Yuval: What kind of companies are interested in quantum computers at the edge?
Andrea: Edge quantum computing is something that is very, very early, while for most other cases of quantum computers everybody’s talking about them and there is a common understanding of what those use cases are and what quantum computers can be used for. Edge quantum computing is really just us talking about it and we haven’t made a big effort in terms of marketing so far. We’re going to change that very soon. But without that there isn’t much conversation going on really. It’s just really what our own personal reach is at Quantum Brilliance. The typical use cases are obviously you can think about defense and military applications where you know, you have to elaborate information or images, maybe large images need to do quantum machine learning and things like that at the edge without having the possibility to transmit information to a data center or to larger capabilities for different reasons. Maybe you’re in a submarine or maybe you’re in a war zone where you really can’t communicate.

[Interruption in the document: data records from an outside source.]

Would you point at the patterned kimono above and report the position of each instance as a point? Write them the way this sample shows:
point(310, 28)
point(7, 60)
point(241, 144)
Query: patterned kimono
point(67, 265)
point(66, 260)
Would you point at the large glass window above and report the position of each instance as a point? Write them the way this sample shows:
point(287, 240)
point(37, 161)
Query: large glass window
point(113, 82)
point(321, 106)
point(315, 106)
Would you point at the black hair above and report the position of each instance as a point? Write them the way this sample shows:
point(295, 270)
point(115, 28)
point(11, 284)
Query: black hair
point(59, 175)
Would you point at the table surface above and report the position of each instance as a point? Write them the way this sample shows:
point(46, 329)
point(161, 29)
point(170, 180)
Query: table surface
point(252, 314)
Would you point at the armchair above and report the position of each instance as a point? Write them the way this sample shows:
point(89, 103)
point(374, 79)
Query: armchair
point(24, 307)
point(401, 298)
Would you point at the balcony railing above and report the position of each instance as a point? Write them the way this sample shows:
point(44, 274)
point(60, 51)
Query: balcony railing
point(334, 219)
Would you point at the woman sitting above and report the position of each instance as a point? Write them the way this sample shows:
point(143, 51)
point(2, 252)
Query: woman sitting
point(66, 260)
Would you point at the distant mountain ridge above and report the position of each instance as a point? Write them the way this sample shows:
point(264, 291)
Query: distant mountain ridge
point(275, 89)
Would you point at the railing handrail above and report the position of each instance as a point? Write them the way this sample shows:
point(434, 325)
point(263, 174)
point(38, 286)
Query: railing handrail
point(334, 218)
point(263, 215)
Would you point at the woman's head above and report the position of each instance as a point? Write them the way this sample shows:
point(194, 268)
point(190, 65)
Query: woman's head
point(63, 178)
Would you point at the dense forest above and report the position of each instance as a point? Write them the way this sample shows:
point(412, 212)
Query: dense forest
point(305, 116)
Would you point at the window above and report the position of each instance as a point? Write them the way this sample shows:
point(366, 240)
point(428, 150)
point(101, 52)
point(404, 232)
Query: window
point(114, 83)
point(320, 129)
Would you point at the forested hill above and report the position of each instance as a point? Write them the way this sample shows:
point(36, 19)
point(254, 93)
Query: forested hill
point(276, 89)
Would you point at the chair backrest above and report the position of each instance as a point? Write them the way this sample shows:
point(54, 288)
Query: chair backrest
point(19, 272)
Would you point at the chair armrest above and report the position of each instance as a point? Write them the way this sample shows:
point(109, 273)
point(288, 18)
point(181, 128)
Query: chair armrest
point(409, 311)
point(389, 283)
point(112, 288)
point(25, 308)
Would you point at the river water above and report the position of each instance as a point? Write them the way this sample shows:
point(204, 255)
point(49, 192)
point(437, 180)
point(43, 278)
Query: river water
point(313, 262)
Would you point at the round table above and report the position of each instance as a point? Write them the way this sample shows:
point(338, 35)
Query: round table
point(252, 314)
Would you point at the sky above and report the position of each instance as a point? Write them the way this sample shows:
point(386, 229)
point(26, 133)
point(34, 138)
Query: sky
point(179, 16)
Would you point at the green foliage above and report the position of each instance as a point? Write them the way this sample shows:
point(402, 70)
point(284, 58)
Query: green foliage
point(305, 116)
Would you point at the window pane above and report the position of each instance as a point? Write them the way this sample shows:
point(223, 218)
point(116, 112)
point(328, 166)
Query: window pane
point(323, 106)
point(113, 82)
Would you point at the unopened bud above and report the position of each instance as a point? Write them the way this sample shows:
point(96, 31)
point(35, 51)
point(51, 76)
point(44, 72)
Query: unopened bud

That’s obviously the most obvious use case. But autonomous driving, maybe not the first generation, but a future generation may require some quantum acceleration next to classical acceleration given by GPUs. Satellites may need the same. Our solution, like I said, is very low power consumption. It can make for a much more sustainable and power-efficient solution than using GPU-only acceleration. I like to think about robotics and I like that in general not just the cyborg or humanoid types of robots, but also robots in manufacturing lines where you’ve got maybe to analyze, for instance, defects on parts and you don’t have bandwidth to send images to a large computing capability for analyzing the images. And these are the type of use cases that are most talked about.
Yuval: And last hypothetical, if you could have dinner with one of the quantum greats, dead or alive, who would that person be?
Andrea: I was obviously expecting this question and I couldn’t get an answer no matter how much I thought about it. The two names I got in mind are Richard Feynman, because I’m very fascinated by that figure. Not just from the physics and scientific contributions that he was a genius and had a big role in quantum computing, obviously, but really I think that if I had to choose one, it would probably be Einstein, simply because in the last years he spent so much time trying to find a different explanation to reality that wouldn’t have to involve this crazy quantum physics theories. Would be good to have him to digest where we got to in terms of scientific discoveries and quantum theory and see what he would envision. That would be my opinion, the most interesting person.
Yuval: Wonderful. Andrea, thank you so much for spending some time with me today.
Andrea: Thank you again for the invite, Yuval. It was really a big pleasure.